Messaggio da adolfopercelsi »

ulcolli ha scritto:Salve.
E' possibile, e come, recuperare la cera, che contiene larve, dei favetti asportati col telaino antivarroa Campero?
Grazie
Dallo "Zio" Adolfo
Benvenuto.Come ti chiami?
Non potresti inventare anche un nome d'arte..sia pure solo per me?
Non riesco a scrivere nulla se penso ad "ulcolli".-Grazie

Ciao "
Solo dei flash

Quando vorrai fondere gli opercoli da mielario (per quelli da nido,secondo me, non ne vale la pena)
a 60° la cera che sta bollendo, qualora l’acqua debordi, se c’è il gas acceso o anche fuoco normale, nel grande giardino di casa,
questo prodotto brucerà come fosse benzina.
Occhio, quindi, ad essere sempre presente all'intera operazione

-Quanti 3T Campero hai?

In tre finestre da ritagliare scalarmente e togliendone la serranda solo nel giorno giusto senza che prima le api possano anche solo fare dei camminamenti sotto il dorsale superiore?.
Camminamenti che rilascerebbero, tramite le zampette, ferormone della regina

Le prime api che che entreranno si convincono che della madre regina, lì ,non c’è proprio nulla
e.. quindi la scelta di progettare celle per fuchi, viene meglio assicurata.
Discorso complesso questo ma importante

Nel Campero,intelligentemente, si parte con il tutto chiuso..per Ferie
Simile vantaggio non c’è
nel telaio a due superfici orizzontali.
( Il mio favo-equatore- a scanso di equivoci- è un favo e non una trappola)
Sottovoce
Apisticamene fermati al suo uso per un solo mese

Ritagliare finestre di fuchi procura di certo un gravissimo danno a livello genetico per le future Regine.
In America si è arrivati ad individuare anche 57 DNA diversi nella spermoteca della Regina e non più solo (?)circa diciotto..
--
Di questa cera proveniente dal 3“Finestre” si può ricorrere anche ad altro sistema lasciando da parte tentativi di svuotare le cellette con acqua pressata, eccetera..
Io ne ho avuto sempre una brutta esperienza
Quasi quasi conviene ricorrere alla solita "forchetta "
Le api sono ancora sempre capaci di ricucire le cellette alla perfezione

Ecco quanto
Mettere i pezzi asportati, in una sceratrice.
Se uno vuole costruirsela
Vetri e lamiera sistemata in diagonale, su cui la cera possa scivolare.

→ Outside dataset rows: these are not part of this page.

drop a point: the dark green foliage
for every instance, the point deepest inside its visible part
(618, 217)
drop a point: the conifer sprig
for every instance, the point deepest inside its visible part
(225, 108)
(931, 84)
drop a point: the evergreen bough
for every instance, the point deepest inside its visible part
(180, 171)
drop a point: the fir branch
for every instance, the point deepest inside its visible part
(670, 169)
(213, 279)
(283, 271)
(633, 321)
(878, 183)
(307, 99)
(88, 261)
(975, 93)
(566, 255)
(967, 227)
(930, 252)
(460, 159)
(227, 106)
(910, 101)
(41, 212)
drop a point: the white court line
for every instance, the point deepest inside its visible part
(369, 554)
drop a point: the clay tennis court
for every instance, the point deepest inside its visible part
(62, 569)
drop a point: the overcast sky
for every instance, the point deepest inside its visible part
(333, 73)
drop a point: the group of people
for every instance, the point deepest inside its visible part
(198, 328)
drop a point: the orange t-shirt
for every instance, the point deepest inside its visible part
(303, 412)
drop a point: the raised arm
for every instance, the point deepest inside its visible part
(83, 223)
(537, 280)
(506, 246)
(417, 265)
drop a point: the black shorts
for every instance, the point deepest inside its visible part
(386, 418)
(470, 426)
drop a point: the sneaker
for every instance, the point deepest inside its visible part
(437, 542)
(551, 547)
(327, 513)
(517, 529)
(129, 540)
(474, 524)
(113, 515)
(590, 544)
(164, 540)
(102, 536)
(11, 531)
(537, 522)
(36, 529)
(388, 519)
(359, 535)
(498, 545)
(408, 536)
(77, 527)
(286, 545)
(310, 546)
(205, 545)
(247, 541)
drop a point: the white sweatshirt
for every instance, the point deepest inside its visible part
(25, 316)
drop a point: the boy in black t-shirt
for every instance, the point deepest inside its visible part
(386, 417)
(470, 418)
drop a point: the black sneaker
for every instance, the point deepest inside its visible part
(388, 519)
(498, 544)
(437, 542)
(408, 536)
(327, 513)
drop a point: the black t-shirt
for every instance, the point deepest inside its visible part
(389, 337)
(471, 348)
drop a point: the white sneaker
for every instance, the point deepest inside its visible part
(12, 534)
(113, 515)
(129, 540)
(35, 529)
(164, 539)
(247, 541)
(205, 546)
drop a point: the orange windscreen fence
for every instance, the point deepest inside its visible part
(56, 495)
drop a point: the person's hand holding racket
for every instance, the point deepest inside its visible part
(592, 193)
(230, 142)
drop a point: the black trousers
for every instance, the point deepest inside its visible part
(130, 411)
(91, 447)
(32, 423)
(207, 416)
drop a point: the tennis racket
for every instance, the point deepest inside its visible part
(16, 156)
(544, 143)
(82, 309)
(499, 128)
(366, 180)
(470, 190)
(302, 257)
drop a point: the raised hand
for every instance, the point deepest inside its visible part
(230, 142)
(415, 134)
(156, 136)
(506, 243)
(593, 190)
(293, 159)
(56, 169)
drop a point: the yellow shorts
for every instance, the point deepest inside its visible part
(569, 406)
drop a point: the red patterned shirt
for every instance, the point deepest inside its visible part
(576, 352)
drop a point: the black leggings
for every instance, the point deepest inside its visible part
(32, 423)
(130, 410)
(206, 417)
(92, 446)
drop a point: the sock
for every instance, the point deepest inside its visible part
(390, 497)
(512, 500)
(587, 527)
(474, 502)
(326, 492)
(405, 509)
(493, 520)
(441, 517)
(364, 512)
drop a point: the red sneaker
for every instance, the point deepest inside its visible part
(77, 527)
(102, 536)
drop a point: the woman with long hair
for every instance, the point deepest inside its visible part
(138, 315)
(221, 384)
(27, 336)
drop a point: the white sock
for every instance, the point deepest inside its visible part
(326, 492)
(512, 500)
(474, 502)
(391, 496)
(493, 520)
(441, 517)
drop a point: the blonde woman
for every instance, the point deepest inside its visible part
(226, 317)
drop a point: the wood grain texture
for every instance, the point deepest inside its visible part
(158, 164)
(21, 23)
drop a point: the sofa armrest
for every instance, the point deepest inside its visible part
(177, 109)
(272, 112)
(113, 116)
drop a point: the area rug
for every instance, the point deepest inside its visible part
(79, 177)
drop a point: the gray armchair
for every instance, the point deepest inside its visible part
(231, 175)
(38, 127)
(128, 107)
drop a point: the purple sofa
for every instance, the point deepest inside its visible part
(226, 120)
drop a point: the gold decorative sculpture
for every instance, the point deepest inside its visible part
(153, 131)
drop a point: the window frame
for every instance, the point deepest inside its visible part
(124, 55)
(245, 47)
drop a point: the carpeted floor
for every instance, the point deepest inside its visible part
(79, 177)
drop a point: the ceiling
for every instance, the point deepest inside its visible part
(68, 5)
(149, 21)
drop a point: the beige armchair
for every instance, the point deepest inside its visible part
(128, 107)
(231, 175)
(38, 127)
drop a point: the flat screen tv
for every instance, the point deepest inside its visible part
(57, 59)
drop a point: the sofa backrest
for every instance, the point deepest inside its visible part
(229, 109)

Cassetto ricevente in alluminio, quantomeno
Il sole, grazie alla collaborazione dei (doppi)vetri , fonderà il tutto.
La cera scivolerà fino al cassettino..
Tutto il resto ( fuchi sotto opercolo, eccetera-uova -larve)resteranno gravitazionalmente sulla diagonale..
Dovresti essere attento pure a non stendere i singoli "pani", uno sopra all'altro

D’accordo? Pensaci.
Ciao dallo “Zio Adolfo
Ultima modifica di adolfopercelsi il 07/09/2011, 21:48, modificato 2 volte in totale.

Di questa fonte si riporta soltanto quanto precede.